Ces deux hommes étaient, l’un le comte de Rochefort, l’autre le mendiant de Saint-Eustache.

Ils vinrent avec leur ponctualité ordinaire, et le coadjuteur passa une partie de la nuit avec eux.

XCVII. Où il est prouvé qu’il est quelquefois plus difficile aux rois de rentrer dans la capitale de leur royaume que d’en sortir

Pendant que d’Artagnan et Porthos étaient allés conduire le cardinal à Saint-Germain, Athos et Aramis, qui les avaient quittés à Saint-Denis, étaient rentrés à Paris.
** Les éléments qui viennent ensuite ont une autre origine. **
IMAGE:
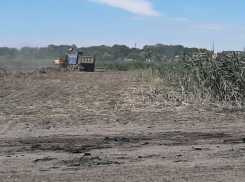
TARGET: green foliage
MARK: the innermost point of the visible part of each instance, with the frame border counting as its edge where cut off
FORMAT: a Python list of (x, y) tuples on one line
[(157, 53), (222, 78)]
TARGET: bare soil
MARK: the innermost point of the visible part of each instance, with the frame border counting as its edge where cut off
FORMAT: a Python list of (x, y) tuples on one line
[(112, 126)]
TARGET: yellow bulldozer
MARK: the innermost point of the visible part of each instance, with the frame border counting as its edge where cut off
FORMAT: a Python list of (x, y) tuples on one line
[(74, 59)]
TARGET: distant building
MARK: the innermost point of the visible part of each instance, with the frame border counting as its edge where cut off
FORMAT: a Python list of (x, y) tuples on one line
[(128, 60)]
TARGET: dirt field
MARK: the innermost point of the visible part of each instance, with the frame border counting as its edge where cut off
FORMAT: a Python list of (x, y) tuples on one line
[(112, 126)]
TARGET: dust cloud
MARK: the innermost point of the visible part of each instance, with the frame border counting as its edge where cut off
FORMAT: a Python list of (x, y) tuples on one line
[(27, 65)]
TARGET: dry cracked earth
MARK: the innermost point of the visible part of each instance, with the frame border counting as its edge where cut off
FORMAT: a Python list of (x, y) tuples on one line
[(109, 126)]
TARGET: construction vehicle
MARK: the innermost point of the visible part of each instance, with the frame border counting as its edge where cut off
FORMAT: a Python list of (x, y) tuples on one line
[(74, 59)]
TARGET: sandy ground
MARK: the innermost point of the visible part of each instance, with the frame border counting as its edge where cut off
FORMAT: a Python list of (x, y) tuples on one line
[(112, 126)]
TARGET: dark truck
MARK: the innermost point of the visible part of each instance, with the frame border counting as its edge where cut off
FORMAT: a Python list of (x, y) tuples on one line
[(80, 62), (76, 61)]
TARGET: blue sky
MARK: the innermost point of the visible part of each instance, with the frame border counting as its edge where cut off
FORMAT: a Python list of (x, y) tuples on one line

Chacun d’eux avait sa visite à faire.

À peine débotté, Aramis courut à l’Hôtel de Ville, où était madame de Longueville. À la première nouvelle de la paix la belle duchesse jeta les hauts cris. La guerre la faisait reine, la paix amenait son abdication; elle déclara qu’elle ne signerait jamais au traité et qu’elle voulait une guerre éternelle.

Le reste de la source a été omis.